Cudjoe warned that such generosity, if normalized, would be dangerous for the country. He argued that no economy can survive if the government repeatedly sacrifices public revenue for private gain, especially when those businesses are already making strong returns.
Already, its analysis has revealed that should the government proceed with the concession, Ghana will be losing about $20 million dollars annually in revenue.
While the immediate concern is lithium, Franklin Cudjoe’s argument goes beyond one mineral or one deal. He cautioned that the same mindset has quietly spread across other sectors, including gold, oil, gas, and even some public-private partnerships, where the state absorbs risk while private companies secure guaranteed returns.
Experts explain that such concessions were meant to attract investment into risky or unproven ventures, not to reward companies that are already profitable and well-positioned in global markets.
Continuing to blur this line, he warned, weakens Ghana’s bargaining power and drains resources needed for development.

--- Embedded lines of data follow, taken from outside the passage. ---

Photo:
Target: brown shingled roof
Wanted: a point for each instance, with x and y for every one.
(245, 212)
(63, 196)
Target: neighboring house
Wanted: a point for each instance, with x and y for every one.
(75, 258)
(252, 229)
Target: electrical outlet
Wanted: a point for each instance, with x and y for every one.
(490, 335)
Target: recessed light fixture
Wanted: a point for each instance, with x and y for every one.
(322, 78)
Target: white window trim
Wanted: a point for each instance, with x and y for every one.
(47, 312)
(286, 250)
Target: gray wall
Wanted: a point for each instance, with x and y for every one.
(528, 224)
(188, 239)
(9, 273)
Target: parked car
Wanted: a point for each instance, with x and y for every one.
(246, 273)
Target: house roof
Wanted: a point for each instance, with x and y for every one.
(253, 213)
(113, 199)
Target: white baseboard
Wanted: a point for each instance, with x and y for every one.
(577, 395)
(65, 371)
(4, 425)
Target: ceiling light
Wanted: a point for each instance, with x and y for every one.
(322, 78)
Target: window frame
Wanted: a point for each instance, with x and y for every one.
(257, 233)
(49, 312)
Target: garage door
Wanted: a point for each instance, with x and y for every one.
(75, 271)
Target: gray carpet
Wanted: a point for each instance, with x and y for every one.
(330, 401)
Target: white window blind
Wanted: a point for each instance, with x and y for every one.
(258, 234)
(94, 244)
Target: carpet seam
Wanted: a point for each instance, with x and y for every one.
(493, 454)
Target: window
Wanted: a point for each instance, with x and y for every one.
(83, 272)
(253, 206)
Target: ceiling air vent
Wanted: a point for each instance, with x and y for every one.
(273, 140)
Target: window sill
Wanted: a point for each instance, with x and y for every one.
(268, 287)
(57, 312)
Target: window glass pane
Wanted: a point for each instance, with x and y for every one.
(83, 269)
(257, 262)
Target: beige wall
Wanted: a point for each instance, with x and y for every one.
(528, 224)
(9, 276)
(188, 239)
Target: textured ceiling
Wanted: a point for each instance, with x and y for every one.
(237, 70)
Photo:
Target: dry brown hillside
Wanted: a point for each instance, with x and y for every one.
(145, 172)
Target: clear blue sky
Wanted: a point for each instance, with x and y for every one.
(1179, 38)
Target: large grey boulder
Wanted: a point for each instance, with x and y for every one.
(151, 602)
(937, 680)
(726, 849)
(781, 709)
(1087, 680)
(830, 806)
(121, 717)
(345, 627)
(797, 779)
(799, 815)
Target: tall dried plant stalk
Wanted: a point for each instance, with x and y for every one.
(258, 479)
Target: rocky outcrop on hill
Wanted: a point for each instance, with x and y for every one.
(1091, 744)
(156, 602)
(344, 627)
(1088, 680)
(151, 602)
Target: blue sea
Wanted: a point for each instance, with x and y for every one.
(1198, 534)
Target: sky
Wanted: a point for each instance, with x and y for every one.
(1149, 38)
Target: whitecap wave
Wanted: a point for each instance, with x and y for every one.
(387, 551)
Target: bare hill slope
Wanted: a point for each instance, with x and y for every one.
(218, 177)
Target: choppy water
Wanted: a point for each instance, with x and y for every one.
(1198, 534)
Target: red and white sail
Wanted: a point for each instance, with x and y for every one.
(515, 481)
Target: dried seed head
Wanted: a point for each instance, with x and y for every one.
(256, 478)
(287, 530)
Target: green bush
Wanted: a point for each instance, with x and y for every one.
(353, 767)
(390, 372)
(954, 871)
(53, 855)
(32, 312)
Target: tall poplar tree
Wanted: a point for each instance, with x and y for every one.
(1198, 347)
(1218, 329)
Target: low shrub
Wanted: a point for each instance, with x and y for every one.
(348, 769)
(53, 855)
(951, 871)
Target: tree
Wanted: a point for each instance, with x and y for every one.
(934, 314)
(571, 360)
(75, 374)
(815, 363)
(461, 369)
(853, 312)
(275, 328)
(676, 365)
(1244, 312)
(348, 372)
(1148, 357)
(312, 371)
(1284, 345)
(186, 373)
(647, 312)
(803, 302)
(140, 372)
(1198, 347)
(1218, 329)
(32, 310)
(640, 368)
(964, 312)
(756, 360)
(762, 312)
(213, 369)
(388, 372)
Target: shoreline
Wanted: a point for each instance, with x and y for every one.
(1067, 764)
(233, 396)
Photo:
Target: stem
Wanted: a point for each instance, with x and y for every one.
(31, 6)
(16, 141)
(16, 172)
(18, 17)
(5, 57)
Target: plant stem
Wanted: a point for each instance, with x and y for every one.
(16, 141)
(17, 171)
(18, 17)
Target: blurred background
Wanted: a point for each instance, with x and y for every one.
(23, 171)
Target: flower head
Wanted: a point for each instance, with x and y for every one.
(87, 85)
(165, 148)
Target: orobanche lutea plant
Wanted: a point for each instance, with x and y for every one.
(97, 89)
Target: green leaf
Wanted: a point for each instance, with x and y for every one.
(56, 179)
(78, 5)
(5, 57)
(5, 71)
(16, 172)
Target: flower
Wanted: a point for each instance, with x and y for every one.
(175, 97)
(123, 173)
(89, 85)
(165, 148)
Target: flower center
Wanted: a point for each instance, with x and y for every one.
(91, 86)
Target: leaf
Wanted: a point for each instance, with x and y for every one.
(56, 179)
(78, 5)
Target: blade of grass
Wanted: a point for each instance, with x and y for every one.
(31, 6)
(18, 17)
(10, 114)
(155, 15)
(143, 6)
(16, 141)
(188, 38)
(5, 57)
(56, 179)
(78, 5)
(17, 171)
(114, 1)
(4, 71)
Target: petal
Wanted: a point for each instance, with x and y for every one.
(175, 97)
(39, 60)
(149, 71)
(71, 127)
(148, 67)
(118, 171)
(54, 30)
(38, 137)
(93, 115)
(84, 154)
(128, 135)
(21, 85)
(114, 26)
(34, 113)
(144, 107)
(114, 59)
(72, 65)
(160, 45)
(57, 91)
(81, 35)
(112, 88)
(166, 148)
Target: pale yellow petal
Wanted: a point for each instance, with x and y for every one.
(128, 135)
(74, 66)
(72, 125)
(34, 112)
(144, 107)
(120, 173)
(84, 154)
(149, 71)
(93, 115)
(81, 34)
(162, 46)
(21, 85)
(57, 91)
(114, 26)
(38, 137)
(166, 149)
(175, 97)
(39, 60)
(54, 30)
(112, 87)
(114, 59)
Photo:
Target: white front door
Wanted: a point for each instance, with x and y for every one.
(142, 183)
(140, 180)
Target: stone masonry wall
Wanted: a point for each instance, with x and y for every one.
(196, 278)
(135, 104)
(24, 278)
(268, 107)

“If every business in this country had a 45 percent margin profit and was still giving another, they were giving concessions; this country would collapse,” he emphasized.
The impact of such overly generous concessions on the people can be grave. Every concession given unnecessarily means less revenue for roads, schools, hospitals, and jobs.
In a country still grappling with debt and IMF conditions, argues that business people will always push for maximum advantage. It is the state’s responsibility to protect the public interest.